Let the first term of the AP be a and common difference between the terms be d.
From the properties of AP : -
- nth term = a + ( n - 1 )d, where a is the first term, d is the common difference between the terms and n is the number of terms.

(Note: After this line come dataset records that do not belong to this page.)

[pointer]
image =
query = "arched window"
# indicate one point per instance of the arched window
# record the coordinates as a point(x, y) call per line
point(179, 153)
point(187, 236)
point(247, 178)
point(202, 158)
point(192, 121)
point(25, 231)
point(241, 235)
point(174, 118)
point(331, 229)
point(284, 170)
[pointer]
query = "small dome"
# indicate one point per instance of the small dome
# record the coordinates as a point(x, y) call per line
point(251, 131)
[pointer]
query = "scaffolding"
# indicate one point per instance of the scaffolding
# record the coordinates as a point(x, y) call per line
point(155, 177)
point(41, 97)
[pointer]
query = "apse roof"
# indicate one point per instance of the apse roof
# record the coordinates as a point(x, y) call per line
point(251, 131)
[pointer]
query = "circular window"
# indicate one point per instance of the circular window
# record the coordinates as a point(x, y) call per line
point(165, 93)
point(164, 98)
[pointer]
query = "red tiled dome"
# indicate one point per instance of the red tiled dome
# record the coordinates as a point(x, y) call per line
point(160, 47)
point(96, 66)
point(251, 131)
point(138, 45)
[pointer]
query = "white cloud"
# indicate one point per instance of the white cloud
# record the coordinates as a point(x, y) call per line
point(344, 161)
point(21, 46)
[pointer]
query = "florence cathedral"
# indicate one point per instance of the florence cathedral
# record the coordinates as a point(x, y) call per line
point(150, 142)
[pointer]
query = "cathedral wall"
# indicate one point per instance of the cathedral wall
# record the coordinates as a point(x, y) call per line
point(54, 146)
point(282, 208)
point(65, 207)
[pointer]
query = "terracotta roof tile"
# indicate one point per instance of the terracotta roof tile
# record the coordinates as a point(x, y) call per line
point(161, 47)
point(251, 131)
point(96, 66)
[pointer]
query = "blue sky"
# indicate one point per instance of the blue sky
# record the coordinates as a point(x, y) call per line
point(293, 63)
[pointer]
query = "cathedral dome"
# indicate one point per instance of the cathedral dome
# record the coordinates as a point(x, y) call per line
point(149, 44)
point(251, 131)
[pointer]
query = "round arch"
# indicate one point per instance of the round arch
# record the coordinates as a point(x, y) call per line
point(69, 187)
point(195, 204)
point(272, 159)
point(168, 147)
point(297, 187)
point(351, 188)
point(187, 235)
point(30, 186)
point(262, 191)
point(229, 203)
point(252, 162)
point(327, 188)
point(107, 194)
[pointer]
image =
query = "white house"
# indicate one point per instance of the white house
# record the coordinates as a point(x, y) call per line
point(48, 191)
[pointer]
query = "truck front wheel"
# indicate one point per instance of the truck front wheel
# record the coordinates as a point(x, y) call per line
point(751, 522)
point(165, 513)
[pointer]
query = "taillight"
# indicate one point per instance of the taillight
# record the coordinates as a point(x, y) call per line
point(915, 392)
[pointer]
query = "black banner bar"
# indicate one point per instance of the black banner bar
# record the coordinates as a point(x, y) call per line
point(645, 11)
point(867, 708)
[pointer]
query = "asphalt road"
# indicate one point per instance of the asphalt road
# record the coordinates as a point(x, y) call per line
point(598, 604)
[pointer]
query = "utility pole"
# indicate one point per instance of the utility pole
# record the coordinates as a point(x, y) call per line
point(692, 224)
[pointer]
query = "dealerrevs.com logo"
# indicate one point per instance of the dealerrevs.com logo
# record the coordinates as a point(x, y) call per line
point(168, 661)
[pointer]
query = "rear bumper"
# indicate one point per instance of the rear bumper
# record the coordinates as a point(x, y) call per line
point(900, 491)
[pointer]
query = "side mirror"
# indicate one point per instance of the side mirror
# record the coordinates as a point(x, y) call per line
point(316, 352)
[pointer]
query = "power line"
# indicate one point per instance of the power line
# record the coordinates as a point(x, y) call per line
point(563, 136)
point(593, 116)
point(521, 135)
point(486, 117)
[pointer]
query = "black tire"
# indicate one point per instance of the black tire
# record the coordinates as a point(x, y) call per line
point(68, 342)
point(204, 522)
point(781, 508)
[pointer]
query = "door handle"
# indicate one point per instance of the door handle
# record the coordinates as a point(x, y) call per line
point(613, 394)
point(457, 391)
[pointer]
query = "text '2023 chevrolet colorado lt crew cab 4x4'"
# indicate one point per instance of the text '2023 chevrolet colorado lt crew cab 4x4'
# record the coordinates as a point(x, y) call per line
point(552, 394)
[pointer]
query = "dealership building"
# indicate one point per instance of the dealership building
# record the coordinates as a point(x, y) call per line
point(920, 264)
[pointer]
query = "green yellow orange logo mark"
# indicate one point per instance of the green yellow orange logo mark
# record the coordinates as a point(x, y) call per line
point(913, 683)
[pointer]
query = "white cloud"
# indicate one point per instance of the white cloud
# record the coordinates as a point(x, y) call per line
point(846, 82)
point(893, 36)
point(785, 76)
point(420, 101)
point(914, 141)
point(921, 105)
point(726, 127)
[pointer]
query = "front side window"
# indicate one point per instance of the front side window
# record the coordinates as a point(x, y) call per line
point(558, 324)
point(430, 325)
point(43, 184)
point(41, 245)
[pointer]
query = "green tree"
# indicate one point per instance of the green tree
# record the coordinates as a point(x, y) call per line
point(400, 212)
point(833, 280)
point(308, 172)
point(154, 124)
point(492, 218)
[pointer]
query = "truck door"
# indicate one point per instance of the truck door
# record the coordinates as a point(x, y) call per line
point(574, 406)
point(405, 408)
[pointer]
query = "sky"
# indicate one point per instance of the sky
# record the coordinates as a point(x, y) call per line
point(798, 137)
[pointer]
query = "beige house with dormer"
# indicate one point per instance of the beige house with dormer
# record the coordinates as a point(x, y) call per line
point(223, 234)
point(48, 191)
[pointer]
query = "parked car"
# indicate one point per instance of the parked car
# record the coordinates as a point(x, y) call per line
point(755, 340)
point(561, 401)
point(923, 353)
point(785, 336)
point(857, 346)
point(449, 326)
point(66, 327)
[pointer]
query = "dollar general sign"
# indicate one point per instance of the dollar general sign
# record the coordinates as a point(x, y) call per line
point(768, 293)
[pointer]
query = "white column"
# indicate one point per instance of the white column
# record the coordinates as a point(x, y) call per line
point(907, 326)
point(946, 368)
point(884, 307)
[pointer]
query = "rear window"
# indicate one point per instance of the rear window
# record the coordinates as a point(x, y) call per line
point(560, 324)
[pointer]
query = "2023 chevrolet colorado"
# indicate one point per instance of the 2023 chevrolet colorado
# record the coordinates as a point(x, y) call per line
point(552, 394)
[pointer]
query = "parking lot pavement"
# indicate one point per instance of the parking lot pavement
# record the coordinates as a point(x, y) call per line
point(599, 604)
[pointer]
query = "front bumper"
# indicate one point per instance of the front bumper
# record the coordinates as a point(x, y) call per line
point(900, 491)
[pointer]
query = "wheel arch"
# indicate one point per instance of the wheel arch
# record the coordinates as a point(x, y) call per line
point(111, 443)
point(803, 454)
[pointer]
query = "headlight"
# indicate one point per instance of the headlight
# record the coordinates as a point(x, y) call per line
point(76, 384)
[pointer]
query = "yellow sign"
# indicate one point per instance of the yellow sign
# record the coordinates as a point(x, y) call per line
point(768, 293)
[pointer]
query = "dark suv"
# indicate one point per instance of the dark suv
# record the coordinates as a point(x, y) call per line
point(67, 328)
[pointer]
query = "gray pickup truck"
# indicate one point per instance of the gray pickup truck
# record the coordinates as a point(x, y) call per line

According to the question : -
= > 5th term = 1
= > a + ( 5 - 1 )d = 1
= > a + 4d = 1
= > a = 1 - 4d ...( i )
= > 31st term = - 77
= > a + ( 31 - 1 )d = - 77
= > a + 30d = - 77
= > a = - 77 - 30d ...( ii )
Comparing the values of a from ( i ) and ( ii ) : -
= > 1 - 4d = - 77 - 30d
= > 30d - 4d = - 77 - 1
= > 26d = - 78
= > d = - 78 / 26
= > d = - 3
Substituting the value of d in ( i ) : -
= > a = 1 - 4d
= > a = 1 - 4( - 3 )
= > a = 1 + 12
= > a = 13
Hence the required value of a is 13 and d is - 3.
Therefore,
= > 11th term = a + ( 11 - 1 )d
= > 11th term = 13 + 10( - 3 )
= > 11th term = 13 - 30
= > 11th term = - 17
Hence the required value of 11th term is - 17.